Stewardship is a time-tested volume of insight and wisdom that challenges the reader to examine the prevailing methods of leadership present in most businesses and organizations. The 2nd edition of Stewardship maintains the author’s original premise of rethinking the role of corporate authoritarian leadership and replacing it with a model service to those that are being led. The value of this book is in the challenge that it poses to the reader to scrutinize and appraise their beliefs regarding the role of leaders and effective leadership in organizations of all shapes and sizes.
The opportunity to be challenged in one’s thinking, rather than being instructed, is the primary reason to read Stewardship by Peter Block. He boldly proposes a new structure for leadership within the business world and long-standing institutions, which is highlighted by a shared model of leadership which he maintains will allow the creativity and productiveness of each employee to be better realized.
The suggestion by the author that the leadership of organizations, if they are genuinely interested in “unleashing” the potential of the organization they serve, should locate the power of decision making at the lowest possible level, and “steward” the activities and functions of the organization rather than mandate them with an authoritarian approach. Since Block’s challenge to the established corporate culture first emerged over 25 years ago, a revised edition of the book further clarifies the reasons he calls for such reforms.
The concept of turning “employees into partners” who are directly involved in the future and decision making of the organization is illustrated by Block’s call for the removal of “layers of management”. He contends that by placing the decisions most closely to where the work occurs and having those decisions championed by leadership, a new level of productivity and collaborative work environment can be created. He advocates for managers to relinquish many of the “perks and privileges” that they currently enjoy for the opportunity to reward employees based authentically upon the experience and outcomes that customers receive.

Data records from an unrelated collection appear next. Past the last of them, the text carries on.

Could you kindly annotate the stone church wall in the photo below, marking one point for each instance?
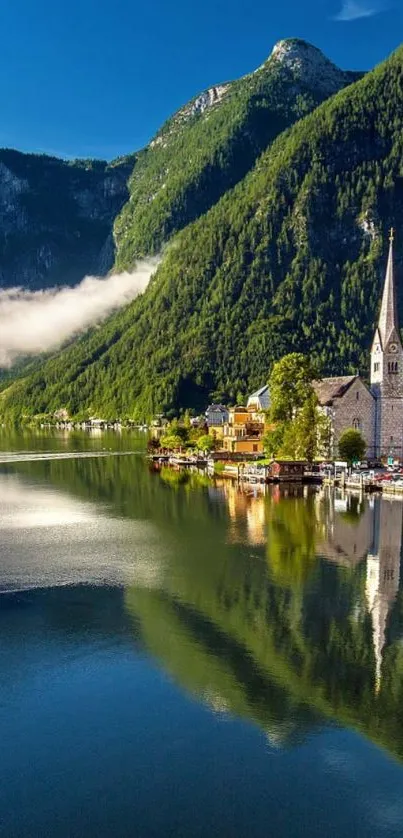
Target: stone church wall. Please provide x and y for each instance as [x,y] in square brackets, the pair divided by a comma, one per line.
[355,409]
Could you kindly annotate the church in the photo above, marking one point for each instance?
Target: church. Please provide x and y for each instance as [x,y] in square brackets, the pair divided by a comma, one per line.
[377,410]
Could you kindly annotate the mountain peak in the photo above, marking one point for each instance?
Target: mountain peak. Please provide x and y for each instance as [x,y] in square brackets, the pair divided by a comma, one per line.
[307,63]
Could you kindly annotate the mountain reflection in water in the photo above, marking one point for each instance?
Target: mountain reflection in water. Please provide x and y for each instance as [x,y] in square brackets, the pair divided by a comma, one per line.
[281,607]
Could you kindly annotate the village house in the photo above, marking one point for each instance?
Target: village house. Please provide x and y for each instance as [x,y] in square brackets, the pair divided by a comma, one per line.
[243,432]
[216,417]
[260,400]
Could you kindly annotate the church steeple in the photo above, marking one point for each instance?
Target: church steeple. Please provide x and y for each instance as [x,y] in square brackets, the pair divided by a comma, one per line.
[388,324]
[387,370]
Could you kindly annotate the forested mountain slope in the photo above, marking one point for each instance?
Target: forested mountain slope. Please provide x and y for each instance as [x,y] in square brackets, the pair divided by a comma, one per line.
[56,217]
[291,259]
[211,143]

The value of this book, from a leadership perspective, is its focus on team member engagement and potential improvement in productivity. The questions that the author attempts to resolve, center around the structures that perpetuate division and mistrust. The need for leaders to be well versed in emotional intelligence, as well as being deeply invested in the growth and development of team members is clearly expressed. The value of a “high trust culture”, and the positive impacts it can have on the overall effectiveness of an organization is something that wise leaders will find both informative and helpful.